Plaintiffs are seeking class action certification for their suit, which calls out a number of investment options by name for being persistently poor performers that were allowed to remain on the investment menu due to their brand's connection with Edward Jones.

According to the complaint, the lead plaintiff’s individual account in the plan was “invested in various investment options offered under the plan’s investment menu in the class period, including: American Funds Europacific Growth Fund, American Funds Growth Fund of America, and Washington Mutual Investors Fund, with allocations set by defendants according to plaintiff’s investment election for a Balanced Toward Growth portfolio. The plaintiff, like substantially all plan participants and beneficiaries, was not provided any information regarding the substance of deliberations, if any, of defendants concerning the plan’s menu of investment options or selection of service providers during the class period.”

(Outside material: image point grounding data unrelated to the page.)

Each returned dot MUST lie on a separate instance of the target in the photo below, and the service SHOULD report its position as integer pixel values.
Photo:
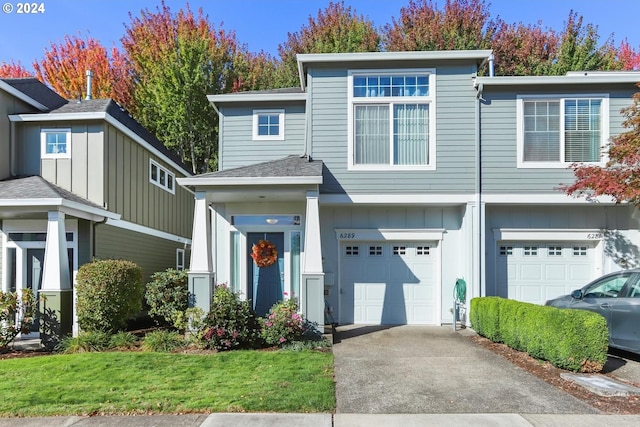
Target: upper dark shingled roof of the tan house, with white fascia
(116, 115)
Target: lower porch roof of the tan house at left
(37, 191)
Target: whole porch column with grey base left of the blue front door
(200, 270)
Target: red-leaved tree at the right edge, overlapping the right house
(620, 177)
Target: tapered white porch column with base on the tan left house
(57, 304)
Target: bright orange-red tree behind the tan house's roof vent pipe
(64, 68)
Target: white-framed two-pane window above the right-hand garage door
(556, 131)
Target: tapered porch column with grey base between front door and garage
(312, 292)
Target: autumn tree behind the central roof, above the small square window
(336, 29)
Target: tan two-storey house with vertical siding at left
(81, 180)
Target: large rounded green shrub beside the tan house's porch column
(109, 292)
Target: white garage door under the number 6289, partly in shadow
(388, 283)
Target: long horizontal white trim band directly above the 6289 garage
(398, 199)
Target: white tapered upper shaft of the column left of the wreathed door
(201, 237)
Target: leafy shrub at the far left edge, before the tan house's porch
(11, 306)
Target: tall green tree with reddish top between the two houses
(176, 60)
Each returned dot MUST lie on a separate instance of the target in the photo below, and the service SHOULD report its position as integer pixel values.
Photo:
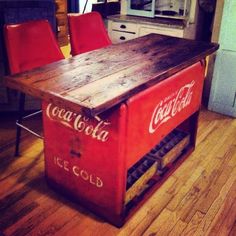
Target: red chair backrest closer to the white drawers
(87, 32)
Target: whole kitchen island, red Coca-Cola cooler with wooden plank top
(130, 132)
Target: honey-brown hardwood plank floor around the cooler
(198, 199)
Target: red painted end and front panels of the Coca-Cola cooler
(90, 158)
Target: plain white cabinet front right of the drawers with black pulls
(144, 30)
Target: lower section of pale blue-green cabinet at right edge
(223, 91)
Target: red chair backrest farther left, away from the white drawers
(30, 44)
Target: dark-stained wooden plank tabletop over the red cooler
(96, 81)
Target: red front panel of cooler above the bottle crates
(153, 113)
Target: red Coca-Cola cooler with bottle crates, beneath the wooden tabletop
(112, 162)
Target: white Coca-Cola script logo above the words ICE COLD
(95, 129)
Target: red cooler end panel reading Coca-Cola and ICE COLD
(86, 156)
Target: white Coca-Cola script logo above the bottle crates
(170, 106)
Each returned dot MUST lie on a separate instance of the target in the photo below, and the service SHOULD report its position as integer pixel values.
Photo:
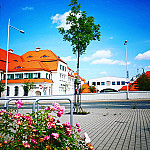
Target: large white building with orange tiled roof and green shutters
(49, 73)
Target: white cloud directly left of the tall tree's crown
(60, 20)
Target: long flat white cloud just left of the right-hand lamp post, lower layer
(109, 61)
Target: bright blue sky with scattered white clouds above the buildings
(119, 20)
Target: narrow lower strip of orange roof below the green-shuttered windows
(27, 80)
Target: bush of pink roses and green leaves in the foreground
(40, 130)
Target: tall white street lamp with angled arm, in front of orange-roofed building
(21, 31)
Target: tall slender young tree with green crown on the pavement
(82, 31)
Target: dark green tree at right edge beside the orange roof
(143, 83)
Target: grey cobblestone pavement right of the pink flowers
(116, 129)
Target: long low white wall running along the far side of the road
(95, 96)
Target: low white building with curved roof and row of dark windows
(108, 83)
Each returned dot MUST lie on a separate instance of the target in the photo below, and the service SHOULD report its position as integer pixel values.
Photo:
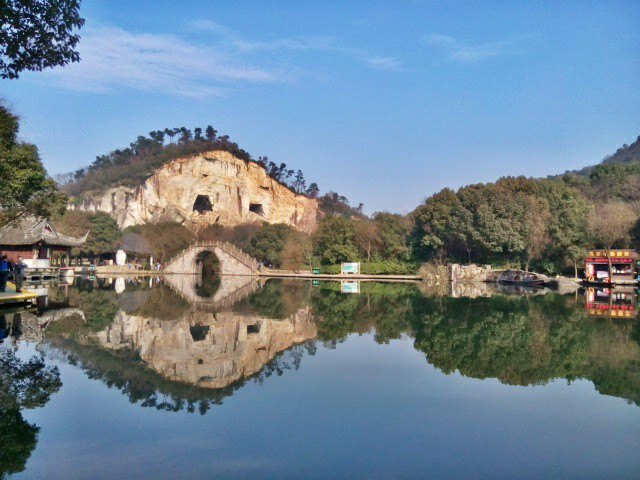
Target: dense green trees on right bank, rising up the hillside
(545, 223)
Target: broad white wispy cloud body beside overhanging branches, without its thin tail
(112, 58)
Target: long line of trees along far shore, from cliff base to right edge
(546, 225)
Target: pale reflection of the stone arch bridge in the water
(232, 288)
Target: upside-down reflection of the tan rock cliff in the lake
(206, 350)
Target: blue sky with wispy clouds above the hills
(383, 102)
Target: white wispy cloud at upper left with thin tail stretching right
(113, 59)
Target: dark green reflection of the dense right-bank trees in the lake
(523, 341)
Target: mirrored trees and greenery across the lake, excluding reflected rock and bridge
(518, 340)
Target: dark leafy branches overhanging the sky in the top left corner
(38, 34)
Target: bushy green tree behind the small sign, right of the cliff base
(334, 240)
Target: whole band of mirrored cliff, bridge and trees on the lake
(151, 342)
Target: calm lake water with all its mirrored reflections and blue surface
(291, 379)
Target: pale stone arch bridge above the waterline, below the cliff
(233, 261)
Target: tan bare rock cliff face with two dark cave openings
(205, 189)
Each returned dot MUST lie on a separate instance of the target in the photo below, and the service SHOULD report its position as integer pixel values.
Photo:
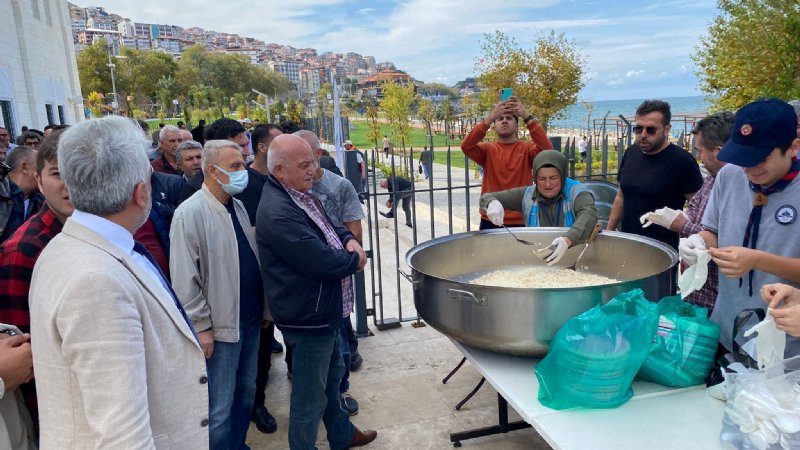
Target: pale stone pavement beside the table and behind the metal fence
(399, 387)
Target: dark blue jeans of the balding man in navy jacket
(317, 370)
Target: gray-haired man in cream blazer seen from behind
(116, 360)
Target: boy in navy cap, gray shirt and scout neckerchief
(750, 226)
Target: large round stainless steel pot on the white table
(524, 321)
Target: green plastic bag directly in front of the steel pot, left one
(595, 356)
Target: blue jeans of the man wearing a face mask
(232, 388)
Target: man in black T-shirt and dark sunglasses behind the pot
(653, 174)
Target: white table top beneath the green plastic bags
(657, 417)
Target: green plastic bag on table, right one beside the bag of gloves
(682, 352)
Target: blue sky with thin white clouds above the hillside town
(632, 49)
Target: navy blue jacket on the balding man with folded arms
(302, 273)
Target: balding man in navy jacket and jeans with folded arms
(306, 266)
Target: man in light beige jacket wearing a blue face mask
(220, 286)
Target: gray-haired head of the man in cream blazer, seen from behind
(102, 161)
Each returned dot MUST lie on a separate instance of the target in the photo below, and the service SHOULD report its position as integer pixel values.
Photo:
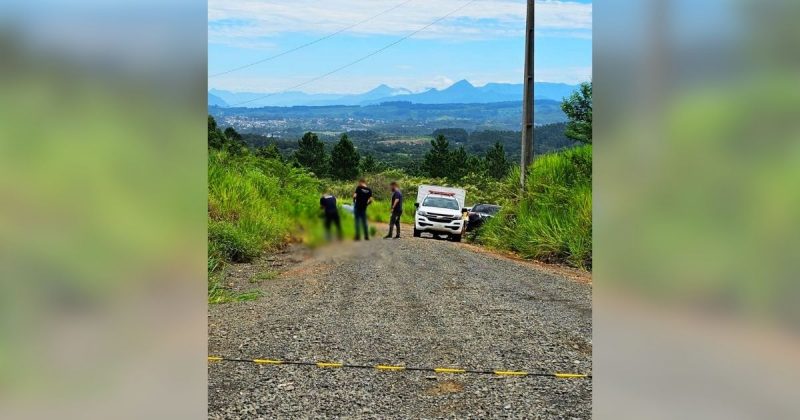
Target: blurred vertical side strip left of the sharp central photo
(102, 209)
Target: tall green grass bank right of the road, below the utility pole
(551, 220)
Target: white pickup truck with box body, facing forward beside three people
(440, 211)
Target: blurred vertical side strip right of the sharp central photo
(697, 174)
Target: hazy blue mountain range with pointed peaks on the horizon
(459, 92)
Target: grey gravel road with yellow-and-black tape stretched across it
(415, 302)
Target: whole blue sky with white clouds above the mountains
(483, 42)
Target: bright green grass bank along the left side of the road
(254, 205)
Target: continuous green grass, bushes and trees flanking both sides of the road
(258, 200)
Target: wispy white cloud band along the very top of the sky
(484, 19)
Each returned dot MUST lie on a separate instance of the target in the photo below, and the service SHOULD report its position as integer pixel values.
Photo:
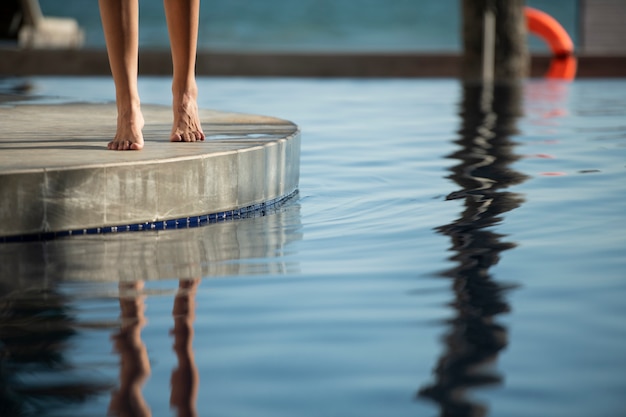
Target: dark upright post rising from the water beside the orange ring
(498, 25)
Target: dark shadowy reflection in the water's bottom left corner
(36, 376)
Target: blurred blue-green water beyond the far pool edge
(311, 25)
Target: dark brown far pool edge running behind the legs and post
(94, 62)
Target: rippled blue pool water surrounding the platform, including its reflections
(452, 251)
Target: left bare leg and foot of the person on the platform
(120, 21)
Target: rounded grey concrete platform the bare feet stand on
(58, 178)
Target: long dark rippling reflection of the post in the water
(474, 339)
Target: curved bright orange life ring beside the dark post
(563, 65)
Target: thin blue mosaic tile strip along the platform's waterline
(256, 210)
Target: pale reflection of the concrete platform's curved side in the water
(215, 250)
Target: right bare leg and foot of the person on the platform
(182, 24)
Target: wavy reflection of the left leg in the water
(135, 366)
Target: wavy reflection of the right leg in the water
(185, 377)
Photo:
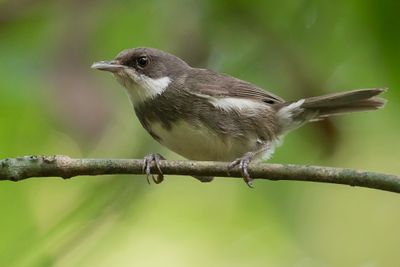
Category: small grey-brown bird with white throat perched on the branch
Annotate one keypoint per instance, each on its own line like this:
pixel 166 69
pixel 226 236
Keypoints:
pixel 201 114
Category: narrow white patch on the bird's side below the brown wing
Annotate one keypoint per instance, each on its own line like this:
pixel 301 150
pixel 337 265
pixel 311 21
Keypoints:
pixel 232 103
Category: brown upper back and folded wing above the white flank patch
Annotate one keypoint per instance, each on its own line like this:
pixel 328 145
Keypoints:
pixel 209 83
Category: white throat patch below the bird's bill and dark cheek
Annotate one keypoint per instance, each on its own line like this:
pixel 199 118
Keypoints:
pixel 142 88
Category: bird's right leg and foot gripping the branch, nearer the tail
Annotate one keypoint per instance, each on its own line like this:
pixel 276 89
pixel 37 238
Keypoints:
pixel 245 160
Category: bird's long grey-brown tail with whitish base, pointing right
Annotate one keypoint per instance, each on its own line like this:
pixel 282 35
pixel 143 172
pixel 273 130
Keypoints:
pixel 320 107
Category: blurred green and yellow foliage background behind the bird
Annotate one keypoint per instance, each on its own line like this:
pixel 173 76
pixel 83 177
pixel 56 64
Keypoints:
pixel 51 102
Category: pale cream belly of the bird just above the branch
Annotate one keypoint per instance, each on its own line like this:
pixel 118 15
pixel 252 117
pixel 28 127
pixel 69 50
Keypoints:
pixel 197 142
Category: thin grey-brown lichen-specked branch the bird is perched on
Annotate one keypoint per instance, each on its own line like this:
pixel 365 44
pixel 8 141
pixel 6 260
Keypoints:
pixel 16 169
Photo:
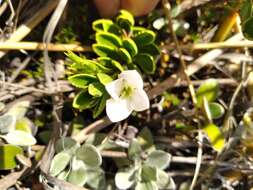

The text of the complaint shows the Edward Jones plan is a straightforward 401(k) and profit sharing arrangement  where participants “have the opportunity to direct the investment of the assets allocated to their individual accounts into the investment options approved by the committee and offered by the plan, and the return on those investments are credited to each participant’s account.” During the class period the plan "has invested in at least 53 different investment options, of which three were managed by defendants and at least 40 more were managed by partners or preferred partners of Edward Jones.”